Performance Questions

Not sure if the Unity Answers or Forum is the better choice.

  • I have a lot of AI in my game(100+ active AI, 2000+ not active AI objects). They check distances between them to see if they are close enough.

Now my Question is what is faster(both run only once per second):

  1. Just get all those objects tagged as “Pirate”, “Police” etc. into GameObject arrays and then do this:

    PoliceObjects = GameObject.FindGameObjectsWithTag(“Police”);
    PirateObjects = GameObject.FindGameObjectsWithTag(“Pirate”);

    foreach (GameObject police in PoliceObjects )
    {
    //Check for distance and then act
    }
    foreach( Same Goes for other 5 arrays of tagged objects)

  2. Every active object is saved to HashSet Collection. But I think FindGameObjectsWithTag already loops only through active objects.

    //Note objectHashSetDatabase can have up to 200+ active objects AI
    foreach (GameObject object in objectHashSetDatabase )
    {
    if(object.tag == “Police”)
    //Check for distance and then act
    if(object.tag == “Something else”)
    }

  3. Does better method exists? :smiley:

You need to look into spatial partitioning systems to ease the workload. A short summary of the idea:

Split your scene into a number of cells (cubes if 3D, squares if 2D) and store those in a multidimensional array. An AI is always a member of a cell, corresponding to the area of the scene the AI currently occupies. When an AI moves, update its cell membership.

Now, in the above, you no longer have to test distance against every single gameobject.
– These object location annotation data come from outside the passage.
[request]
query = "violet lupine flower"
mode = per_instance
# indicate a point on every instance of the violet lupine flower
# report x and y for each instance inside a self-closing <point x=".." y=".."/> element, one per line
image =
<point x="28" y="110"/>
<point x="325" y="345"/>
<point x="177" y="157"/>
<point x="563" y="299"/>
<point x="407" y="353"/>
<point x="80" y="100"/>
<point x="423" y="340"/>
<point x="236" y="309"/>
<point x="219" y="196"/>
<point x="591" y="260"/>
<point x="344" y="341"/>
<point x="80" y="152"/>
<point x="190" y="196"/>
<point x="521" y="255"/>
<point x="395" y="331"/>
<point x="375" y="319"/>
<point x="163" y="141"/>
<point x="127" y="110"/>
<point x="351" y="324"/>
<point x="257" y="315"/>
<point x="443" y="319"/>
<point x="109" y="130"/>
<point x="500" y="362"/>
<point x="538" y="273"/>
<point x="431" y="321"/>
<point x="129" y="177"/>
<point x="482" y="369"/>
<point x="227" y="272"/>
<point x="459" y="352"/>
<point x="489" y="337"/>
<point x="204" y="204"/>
It is enough to test against a cell since, if the distance to a cell exceeds whatever threshold you define, you can assume the same counts for all members of the cell. This allows you to skip calculations for each of the members, which becomes expensive with great numbers, as you’ve noticed.

If the distance to a cell does not exceed your defined threshold, you need to treat the cell’s members individually.

The science now is to choose cell size wisely such that a reasonable tradeoff between cell iteration and member iteration becomes faster than simply iterating over all AIs.

Many algorithms in computer graphics use various versions of spatial partitioning including, but not limited to, ray casting, collision detection and occlusion culling.